A new technology, Bitcoin, is being used to address a problem that has plagued mankind for as long as we can remember: how to transfer economic value from one place to another through time and space. If one wants to understand Bitcoin, one must first comprehend money, and there is no substitute for studying the function and history of money.

William Willis
Mar 10, 202222784 Shares312104 Views
A new technology, Bitcoin, is being used to address a problem that has plagued mankind for as long as we can remember: how to transfer economic value from one place to another through time and space. If one wants to understand Bitcoin, one must first comprehend money, and there is no substitute for studying the function and history of money and bitcoin.

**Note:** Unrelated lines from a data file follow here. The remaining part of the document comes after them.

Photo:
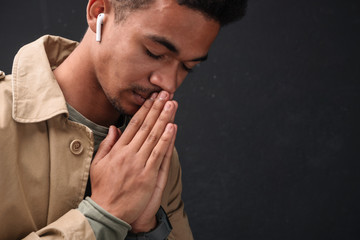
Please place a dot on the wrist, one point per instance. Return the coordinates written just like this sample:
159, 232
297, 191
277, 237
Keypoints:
144, 227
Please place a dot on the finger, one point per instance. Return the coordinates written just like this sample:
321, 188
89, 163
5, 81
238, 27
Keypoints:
107, 144
151, 119
137, 120
158, 153
165, 165
176, 107
157, 131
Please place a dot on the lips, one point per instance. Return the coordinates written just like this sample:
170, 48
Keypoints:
139, 98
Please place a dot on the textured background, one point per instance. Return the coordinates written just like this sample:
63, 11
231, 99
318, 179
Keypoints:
268, 126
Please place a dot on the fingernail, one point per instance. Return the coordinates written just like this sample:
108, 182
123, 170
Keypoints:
168, 105
163, 95
169, 127
153, 96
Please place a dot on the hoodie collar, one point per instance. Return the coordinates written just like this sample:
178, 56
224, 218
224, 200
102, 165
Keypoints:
36, 94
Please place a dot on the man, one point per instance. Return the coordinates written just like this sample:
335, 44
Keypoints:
64, 98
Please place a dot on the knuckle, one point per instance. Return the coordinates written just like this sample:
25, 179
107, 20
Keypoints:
152, 138
147, 104
155, 154
158, 106
164, 117
135, 122
145, 127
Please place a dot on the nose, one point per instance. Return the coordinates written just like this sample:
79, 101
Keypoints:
167, 78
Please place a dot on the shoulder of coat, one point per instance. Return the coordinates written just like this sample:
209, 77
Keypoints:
2, 75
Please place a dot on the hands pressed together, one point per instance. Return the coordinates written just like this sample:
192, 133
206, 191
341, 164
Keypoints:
130, 170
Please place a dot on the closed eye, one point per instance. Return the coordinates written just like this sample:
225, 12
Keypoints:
150, 54
189, 70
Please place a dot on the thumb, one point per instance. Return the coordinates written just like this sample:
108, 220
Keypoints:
107, 144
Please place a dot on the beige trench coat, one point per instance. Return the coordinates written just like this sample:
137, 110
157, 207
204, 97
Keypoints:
45, 158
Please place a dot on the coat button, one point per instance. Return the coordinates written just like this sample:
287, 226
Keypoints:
76, 147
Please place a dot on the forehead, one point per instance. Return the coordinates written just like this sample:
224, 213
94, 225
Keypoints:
185, 27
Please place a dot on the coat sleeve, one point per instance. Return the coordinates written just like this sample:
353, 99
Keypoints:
173, 204
72, 225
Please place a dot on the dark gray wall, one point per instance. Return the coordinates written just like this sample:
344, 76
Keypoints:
268, 127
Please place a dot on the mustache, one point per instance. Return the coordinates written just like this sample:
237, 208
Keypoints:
145, 91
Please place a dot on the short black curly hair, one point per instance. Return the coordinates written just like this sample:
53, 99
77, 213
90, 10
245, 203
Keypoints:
223, 11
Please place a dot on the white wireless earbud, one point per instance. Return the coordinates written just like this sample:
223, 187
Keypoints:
99, 22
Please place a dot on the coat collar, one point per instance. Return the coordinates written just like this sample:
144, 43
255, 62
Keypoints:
36, 93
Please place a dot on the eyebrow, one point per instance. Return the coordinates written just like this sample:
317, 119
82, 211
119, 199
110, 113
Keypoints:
166, 43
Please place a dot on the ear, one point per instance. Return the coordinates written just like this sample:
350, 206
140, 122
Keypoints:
94, 8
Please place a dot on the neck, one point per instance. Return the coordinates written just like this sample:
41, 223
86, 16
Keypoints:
81, 88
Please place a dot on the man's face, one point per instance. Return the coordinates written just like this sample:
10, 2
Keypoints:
152, 50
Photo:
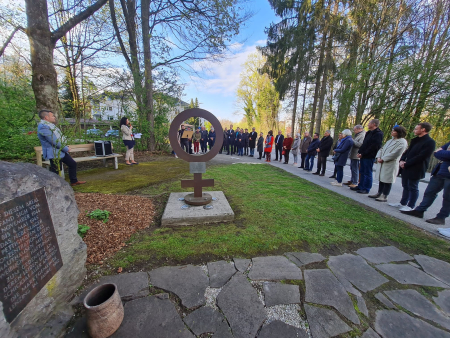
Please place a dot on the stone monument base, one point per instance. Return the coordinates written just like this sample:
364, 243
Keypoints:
175, 215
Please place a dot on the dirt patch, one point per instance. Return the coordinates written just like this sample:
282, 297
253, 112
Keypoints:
128, 215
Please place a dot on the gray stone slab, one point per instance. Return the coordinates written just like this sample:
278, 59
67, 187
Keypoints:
242, 264
204, 320
362, 306
240, 304
277, 329
435, 267
219, 273
382, 298
188, 282
370, 333
175, 216
274, 268
414, 302
324, 323
384, 254
277, 294
322, 287
397, 324
407, 274
130, 286
151, 316
443, 301
356, 270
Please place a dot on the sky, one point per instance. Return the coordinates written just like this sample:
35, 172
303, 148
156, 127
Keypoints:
216, 88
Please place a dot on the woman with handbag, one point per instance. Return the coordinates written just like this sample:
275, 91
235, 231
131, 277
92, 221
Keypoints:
341, 155
269, 144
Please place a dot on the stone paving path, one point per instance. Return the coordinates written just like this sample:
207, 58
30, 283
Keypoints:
373, 292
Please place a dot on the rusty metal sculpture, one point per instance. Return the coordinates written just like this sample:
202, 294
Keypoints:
198, 197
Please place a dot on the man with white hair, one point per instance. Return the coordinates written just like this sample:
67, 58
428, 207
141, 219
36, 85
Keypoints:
358, 140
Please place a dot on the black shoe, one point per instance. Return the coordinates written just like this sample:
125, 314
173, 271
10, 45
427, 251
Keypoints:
438, 221
416, 213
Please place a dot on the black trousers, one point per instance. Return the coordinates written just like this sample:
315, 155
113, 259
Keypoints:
70, 163
303, 156
321, 164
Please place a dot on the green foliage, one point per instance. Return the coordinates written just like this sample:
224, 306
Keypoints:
82, 230
101, 215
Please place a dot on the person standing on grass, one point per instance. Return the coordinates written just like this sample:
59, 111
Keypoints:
367, 153
295, 147
287, 145
304, 145
358, 140
312, 152
52, 142
260, 147
269, 144
341, 155
323, 151
440, 179
388, 158
414, 163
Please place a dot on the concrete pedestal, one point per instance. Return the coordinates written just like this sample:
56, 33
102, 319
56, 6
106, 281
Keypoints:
175, 215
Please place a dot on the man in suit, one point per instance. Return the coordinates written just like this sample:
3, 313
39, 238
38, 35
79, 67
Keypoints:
252, 141
323, 151
304, 145
414, 163
52, 141
279, 145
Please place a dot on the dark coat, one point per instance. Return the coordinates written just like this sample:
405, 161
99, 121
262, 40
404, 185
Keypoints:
325, 146
252, 139
260, 144
278, 140
371, 144
313, 146
344, 148
417, 157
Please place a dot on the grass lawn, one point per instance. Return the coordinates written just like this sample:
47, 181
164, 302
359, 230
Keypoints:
276, 212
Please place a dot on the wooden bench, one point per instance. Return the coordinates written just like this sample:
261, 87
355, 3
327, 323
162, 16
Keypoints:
77, 148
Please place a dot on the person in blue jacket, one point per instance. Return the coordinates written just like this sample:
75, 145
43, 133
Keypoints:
440, 179
341, 152
311, 153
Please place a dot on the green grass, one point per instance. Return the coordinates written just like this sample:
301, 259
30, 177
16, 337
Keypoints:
275, 212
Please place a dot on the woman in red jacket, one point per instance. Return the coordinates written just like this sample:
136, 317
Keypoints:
269, 143
287, 144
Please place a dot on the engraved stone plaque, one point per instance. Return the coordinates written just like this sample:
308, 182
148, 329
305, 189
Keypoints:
29, 252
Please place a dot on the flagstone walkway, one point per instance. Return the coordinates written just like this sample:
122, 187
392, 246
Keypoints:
373, 292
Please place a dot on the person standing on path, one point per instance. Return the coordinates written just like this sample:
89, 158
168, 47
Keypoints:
279, 145
306, 141
388, 158
414, 163
358, 140
260, 147
295, 147
287, 145
440, 179
312, 151
252, 142
323, 152
367, 153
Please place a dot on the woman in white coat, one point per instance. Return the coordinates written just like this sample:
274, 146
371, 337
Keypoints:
388, 158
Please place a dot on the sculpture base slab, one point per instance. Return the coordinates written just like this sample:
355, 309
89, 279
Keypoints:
175, 215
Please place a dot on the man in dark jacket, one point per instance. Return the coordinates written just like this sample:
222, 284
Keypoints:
440, 179
279, 145
414, 163
324, 151
252, 141
312, 151
367, 153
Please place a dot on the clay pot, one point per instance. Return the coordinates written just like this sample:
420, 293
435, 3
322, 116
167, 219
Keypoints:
104, 310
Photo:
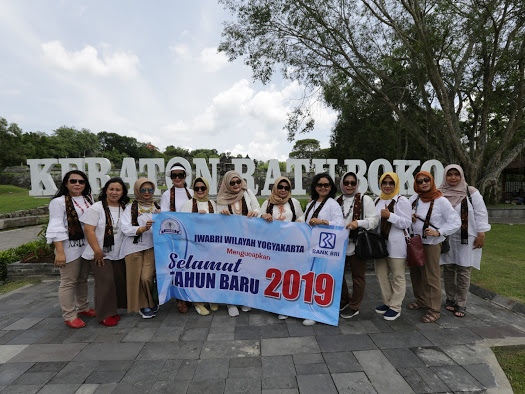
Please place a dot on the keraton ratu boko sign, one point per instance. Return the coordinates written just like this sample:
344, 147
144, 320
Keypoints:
97, 168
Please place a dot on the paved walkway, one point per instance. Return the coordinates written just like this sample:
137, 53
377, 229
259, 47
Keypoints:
252, 353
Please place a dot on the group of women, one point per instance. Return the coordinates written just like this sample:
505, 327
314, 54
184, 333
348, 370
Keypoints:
114, 238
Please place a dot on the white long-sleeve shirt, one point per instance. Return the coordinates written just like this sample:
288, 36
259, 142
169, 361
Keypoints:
444, 218
478, 222
401, 219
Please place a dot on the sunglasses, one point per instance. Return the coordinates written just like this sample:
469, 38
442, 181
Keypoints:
180, 175
421, 180
325, 185
79, 181
281, 187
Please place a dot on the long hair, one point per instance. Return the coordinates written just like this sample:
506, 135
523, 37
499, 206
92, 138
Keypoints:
315, 181
62, 189
124, 199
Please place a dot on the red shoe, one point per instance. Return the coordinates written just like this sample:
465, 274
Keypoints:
89, 313
109, 322
77, 323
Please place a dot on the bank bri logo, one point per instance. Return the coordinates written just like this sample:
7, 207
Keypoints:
327, 240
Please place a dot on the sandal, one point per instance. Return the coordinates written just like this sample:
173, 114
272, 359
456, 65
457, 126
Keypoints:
450, 305
429, 318
460, 311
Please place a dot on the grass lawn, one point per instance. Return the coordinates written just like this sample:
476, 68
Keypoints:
503, 261
512, 359
14, 198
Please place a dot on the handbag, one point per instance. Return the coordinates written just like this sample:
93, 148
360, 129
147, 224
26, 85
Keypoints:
415, 253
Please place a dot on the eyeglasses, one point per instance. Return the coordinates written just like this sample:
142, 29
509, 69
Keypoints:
179, 175
421, 180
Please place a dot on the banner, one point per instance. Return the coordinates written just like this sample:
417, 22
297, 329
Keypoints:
280, 267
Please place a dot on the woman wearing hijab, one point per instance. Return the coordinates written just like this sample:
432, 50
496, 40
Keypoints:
358, 212
281, 206
200, 203
395, 213
234, 198
173, 200
102, 227
137, 249
433, 218
466, 243
66, 232
322, 209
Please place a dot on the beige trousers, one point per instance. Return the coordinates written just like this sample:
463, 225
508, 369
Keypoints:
140, 270
392, 289
72, 293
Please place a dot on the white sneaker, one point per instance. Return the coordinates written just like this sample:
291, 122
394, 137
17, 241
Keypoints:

Direct Exchange And Barter

Exchange of valuable items is the most straightforward method of exchanging value. Only in tiny circles with a limited number of commodities and services can this kind of direct trade, known as barter, work. There would be little room for specialization or commerce in a hypothetical economy of a dozen people cut off from the rest of the world, making it possible for each person to produce the bare necessities of life and trade them directly amongst themselves.
Barter has been around for a long time and is still used today, although it is very impractical and is only used in extremely rare situations, such as when two individuals have a long-standing relationship with each other.

Coincidence Of Wants

Having access to a more sophisticated and expansive economy opens up new opportunities for individuals to specialize in the production of more goods and trade them with an increasing number of strangers, with whom it is impossible to keep track of the goods, services, and favors they have exchanged with them. Specialization and exchange may thrive in larger markets, but this comes at a price: you may find yourself competing with someone who doesn't have a need for your product. There are three separate aspects to the issue, not just various demand for different things.
A woman holding a bitcoin
A woman holding a bitcoin

What You Want Might Not Be Equal In Value

To begin with, there is a problem with scales; you may not be able to divide one of your assets into smaller units if you want to get a sense of how much you have. You can't buy a house in small pieces, each worth the same as a pair of shoes, and the homeowner doesn't want to own all the shoes worth the same as the house. It's also difficult to accumulate enough perishable goods to exchange for a more durable and valuable item at the same time because of the lack of coincidence in timeframes.
Getting enough apples for a vehicle swap is difficult since they spoil before the transaction is finalized. To make matters more complicated, you can't just purchase a home in one area and sell a house in another since houses can't be moved. Direct trade is impracticable because of these three issues, which need more complex exchanges to meet economic demands.

Indirect Exchange

To get around this, the only option is an indirect trade: you attempt to discover some other product that someone else would like and find someone who would swap it with what you're trying to sell. While any item can be used as a medium of exchange, as the economy grows, it becomes impractical for people to constantly search for different goods that their counterparty is looking to exchange, conducting multiple exchanges for each exchange they want to conduct.
This solution will naturally emerge, if only because those who discover it will be far more productive than those who don't, and a single medium of exchange will emerge for everyone to trade their goods for. This will be the most efficient solution. The term "money" refers to a good that serves as a widely accepted medium of exchange.

Summary

Money's primary role is to serve as a medium of exchange, not to be consumed or used in the manufacture of other products, but rather to be traded for other things.
Investment is distinct from money in three ways: First, it provides a return, which money does not; second, it always carries a risk of failure, whereas money is supposed to carry the least risk; and third, investments are less liquid than money, necessitating significant transaction costs every time they are spent. Investing is not the same as money. Because money will always be needed, and because investments cannot completely replace money, we may learn from this.